L’activité des ventes de logements montre des signes de reprise, ce qui pourrait indiquer une stabilisation future des prix​​.

Maintenant, tout le monde ne veut pas acheter une maison, et beaucoup sont parfaitement à l’aise de louer. Mais la location est tout aussi difficile que l’achat d’une maison en raison des années de sous-construction, du “Pas dans ma cour” (NIMBYisme), de la croissance démographique et de la bureaucratie gouvernementale. L’offre de logements locatifs est largement dépassée par la demande. À travers le Canada, le taux de vacance locative est à un niveau historiquement bas de 1,5 %. Cela signifie que les gens se battent pour trouver un endroit où vivre.

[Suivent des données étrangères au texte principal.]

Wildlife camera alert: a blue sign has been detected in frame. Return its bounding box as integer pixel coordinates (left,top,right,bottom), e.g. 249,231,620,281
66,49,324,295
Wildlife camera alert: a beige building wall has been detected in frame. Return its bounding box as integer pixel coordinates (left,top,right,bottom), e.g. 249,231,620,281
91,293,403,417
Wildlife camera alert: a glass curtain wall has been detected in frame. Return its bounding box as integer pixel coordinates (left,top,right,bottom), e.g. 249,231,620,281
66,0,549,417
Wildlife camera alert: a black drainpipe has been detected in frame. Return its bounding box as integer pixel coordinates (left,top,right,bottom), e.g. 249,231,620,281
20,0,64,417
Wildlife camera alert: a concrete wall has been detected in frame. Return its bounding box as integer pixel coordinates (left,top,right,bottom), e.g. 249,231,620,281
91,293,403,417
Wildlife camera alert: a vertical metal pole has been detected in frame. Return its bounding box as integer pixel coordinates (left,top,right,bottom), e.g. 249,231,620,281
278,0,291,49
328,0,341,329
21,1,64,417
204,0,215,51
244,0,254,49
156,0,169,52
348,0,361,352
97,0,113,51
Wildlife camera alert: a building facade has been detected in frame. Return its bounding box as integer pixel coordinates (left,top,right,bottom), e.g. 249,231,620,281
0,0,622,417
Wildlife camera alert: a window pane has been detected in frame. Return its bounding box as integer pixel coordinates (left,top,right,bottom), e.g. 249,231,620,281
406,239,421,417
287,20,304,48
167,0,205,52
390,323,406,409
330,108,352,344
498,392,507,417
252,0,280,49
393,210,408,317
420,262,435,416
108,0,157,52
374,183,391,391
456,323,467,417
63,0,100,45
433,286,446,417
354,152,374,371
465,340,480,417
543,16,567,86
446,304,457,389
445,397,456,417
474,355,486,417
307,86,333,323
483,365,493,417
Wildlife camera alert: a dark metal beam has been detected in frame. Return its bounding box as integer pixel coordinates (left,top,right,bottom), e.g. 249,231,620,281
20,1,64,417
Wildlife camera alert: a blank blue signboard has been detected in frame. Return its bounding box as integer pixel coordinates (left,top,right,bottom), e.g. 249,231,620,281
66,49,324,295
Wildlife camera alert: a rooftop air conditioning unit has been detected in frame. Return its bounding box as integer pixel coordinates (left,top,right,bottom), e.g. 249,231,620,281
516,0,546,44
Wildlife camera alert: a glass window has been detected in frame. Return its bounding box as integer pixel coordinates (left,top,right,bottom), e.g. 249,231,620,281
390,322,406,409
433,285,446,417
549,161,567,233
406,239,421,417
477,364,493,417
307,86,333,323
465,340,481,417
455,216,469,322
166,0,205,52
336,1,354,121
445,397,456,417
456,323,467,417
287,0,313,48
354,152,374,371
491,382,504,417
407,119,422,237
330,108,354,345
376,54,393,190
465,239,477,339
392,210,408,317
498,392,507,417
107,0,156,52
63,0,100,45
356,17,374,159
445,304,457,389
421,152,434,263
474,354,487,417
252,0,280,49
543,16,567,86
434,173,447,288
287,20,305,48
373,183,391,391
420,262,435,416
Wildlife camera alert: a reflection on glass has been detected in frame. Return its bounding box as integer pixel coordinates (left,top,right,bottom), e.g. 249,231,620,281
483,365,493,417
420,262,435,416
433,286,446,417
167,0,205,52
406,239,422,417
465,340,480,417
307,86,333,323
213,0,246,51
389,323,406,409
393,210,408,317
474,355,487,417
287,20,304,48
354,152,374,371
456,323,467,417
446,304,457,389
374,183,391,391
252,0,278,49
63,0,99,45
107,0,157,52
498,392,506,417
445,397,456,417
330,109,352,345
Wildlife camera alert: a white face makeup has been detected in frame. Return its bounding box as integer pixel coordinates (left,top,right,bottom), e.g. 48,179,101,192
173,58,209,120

Chaque demande pour un appartement est confrontée à des centaines de candidatures concurrentes, et les locataires se sentent désespérés.

Cela arrive au point où vous devez choisir entre garder un toit sur votre tête ou garder les lumières allumées et manger. Mais vous ne pouvez pas faire les deux. Les faibles niveaux de vacance conduisent à des prix qui montent en flèche. Les propriétaires se rendent compte que les locataires ont peu d’options, et donc ils continuent à augmenter les loyers pour extraire un maximum de valeur. Le résultat ? Les loyers continuent de monter de façon incontrôlable et cela continuera pendant des années. Par exemple, le loyer moyen d’un appartement d’une chambre à Toronto et Vancouver est de près de 3000 dollars. Après les impôts et le loyer, les Canadiens ont à peine assez d’argent pour joindre les deux bouts. Les gens sautent des repas, prennent plusieurs emplois, vivent dans leur voiture, et plus encore. La dette est devenue une nécessité absolue pour joindre les deux bouts. Et le Canada a maintenant le troisième ratio dette des ménages/PIB le plus élevé au monde.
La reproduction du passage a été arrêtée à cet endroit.